Wie entwickelt sich das kindliche Gehirn?

1. Bei der Geburt ist das Gehirn noch längst nicht fertig
Vergleicht man es mit einem erwachsenen Gehirn, ist das Gehirn eines Neugeborenen nur ein Viertel so schwer – und es sieht völlig anders aus: Es ähnelt einem riesigen Gestrüpp aus Milliarden an Nervenzellen. Denn während der Schwangerschaft entstehen im Durchschnitt unglaubliche 250 000 Neuronen – pro Minute! Alles, was das Kind jetzt erlebt, führt dazu, dass sich die Neuronen miteinander verknüpfen. Dabei gilt: Je häufiger eine Erfahrung, desto ausgeprägter wird die neuronale Verknüpfung. Was dagegen nicht gebraucht wird, stirbt ab.

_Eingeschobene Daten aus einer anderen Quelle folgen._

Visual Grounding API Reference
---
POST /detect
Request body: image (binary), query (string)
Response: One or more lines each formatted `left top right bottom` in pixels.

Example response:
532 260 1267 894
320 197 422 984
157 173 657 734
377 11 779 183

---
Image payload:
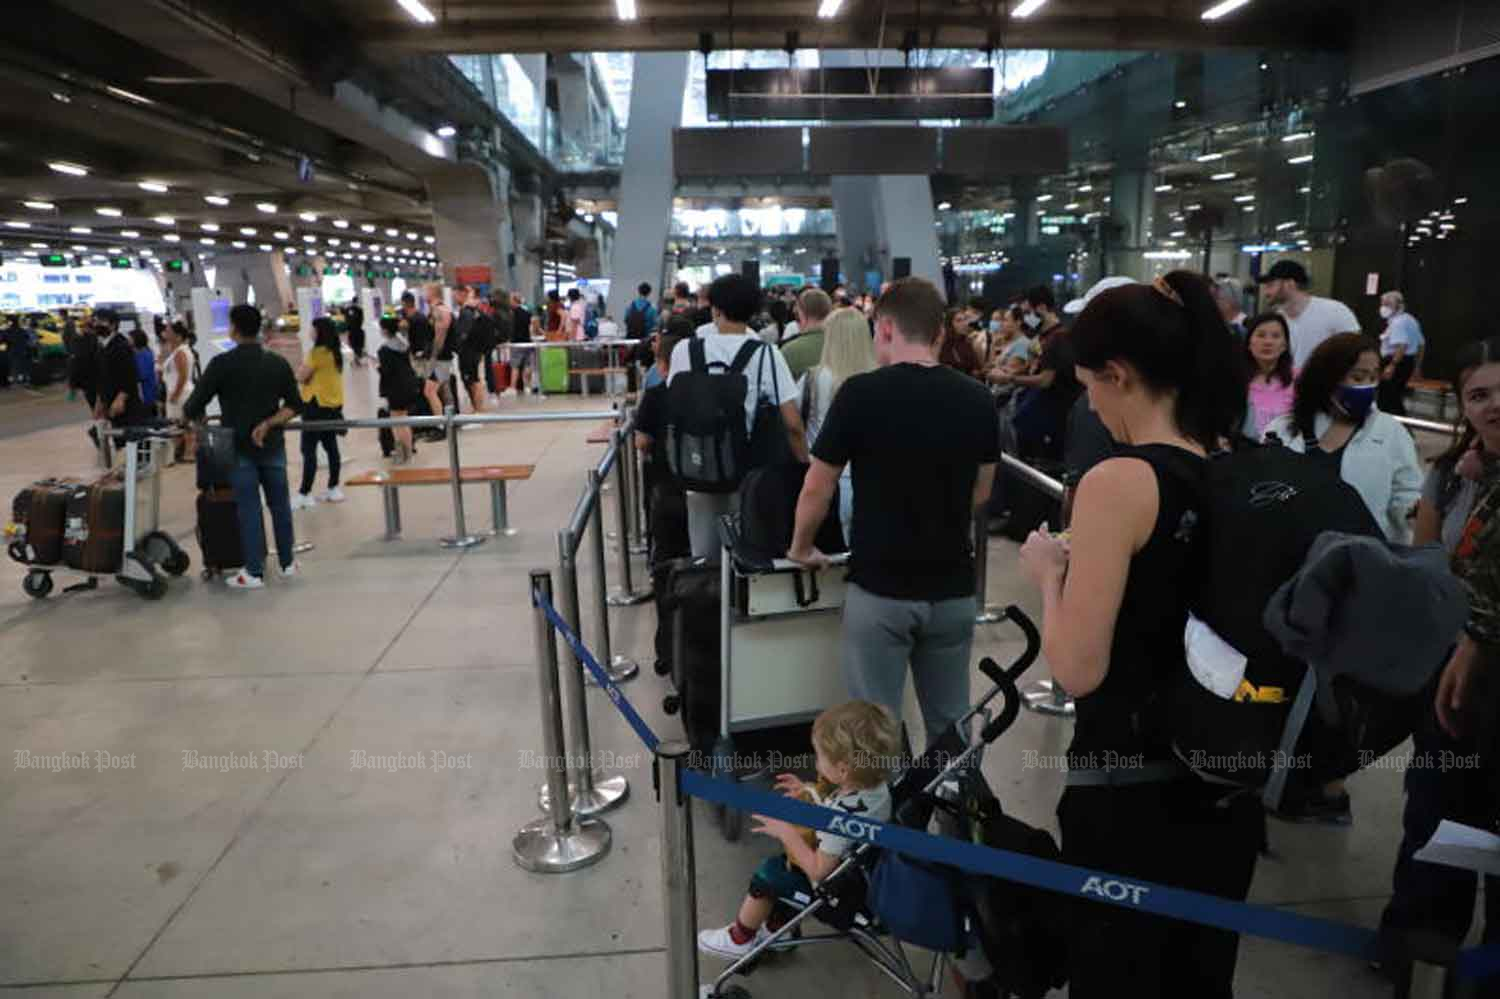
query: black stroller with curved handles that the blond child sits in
704 606 1067 999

2. Die Bindung zu Bezugspersonen beeinflusst die Hirnentwicklung
Es müssen nicht zwangsläufig die Eltern sein: Wichtig ist eine enge und stabile Bindung zu einer Vertrauensperson. Angst, Unsicherheit und Stress dagegen führen dazu, dass das Kind im Alarmmodus auf alte und erprobte Muster zurückfällt – anstatt neue Verschaltungen zu bilden.
Untersuchungen mit traumatisierten Adoptivkindern zeigen: Entscheidend sind vor allem die ersten eineinhalb Jahre. Solange die Kinder noch in dieser Zeit in ein liebvolles, fürsorgliches Umfeld kamen, konnten sie kognitiv und psychisch sehr gut aufholen. Kamen sie erst später in ein sorgendes Umfeld, litten sie noch Jahre später an Entwicklungsstörungen.
Wichtig ist: Ob sich das Gehirn gut entwickelt oder nicht, hat nichts mit ökonomischen Mitteln der Eltern zu tun – oft ganz im Gegenteil: Es geht um Bindung, Zeit und ein Gefühl der Sicherheit. Eine forcierte Förderung zu Beginn kann dagegen sogar schädlich sein.
3. Was nicht gebraucht wird, wird abgebaut
Mit drei Jahren haben Kinder etwa doppelt so viele Synapsen wie Erwachsene – und dann wird's ernst: Jetzt wird entschieden, was wirklich gebraucht wird – nur die aktiven Verbindungen bleiben bestehen. Dieser Prozess dauert bis zur Pubertät an. Das bedeutet: Wir verlieren dabei phasenweise 4 Milliarden Synapsen täglich.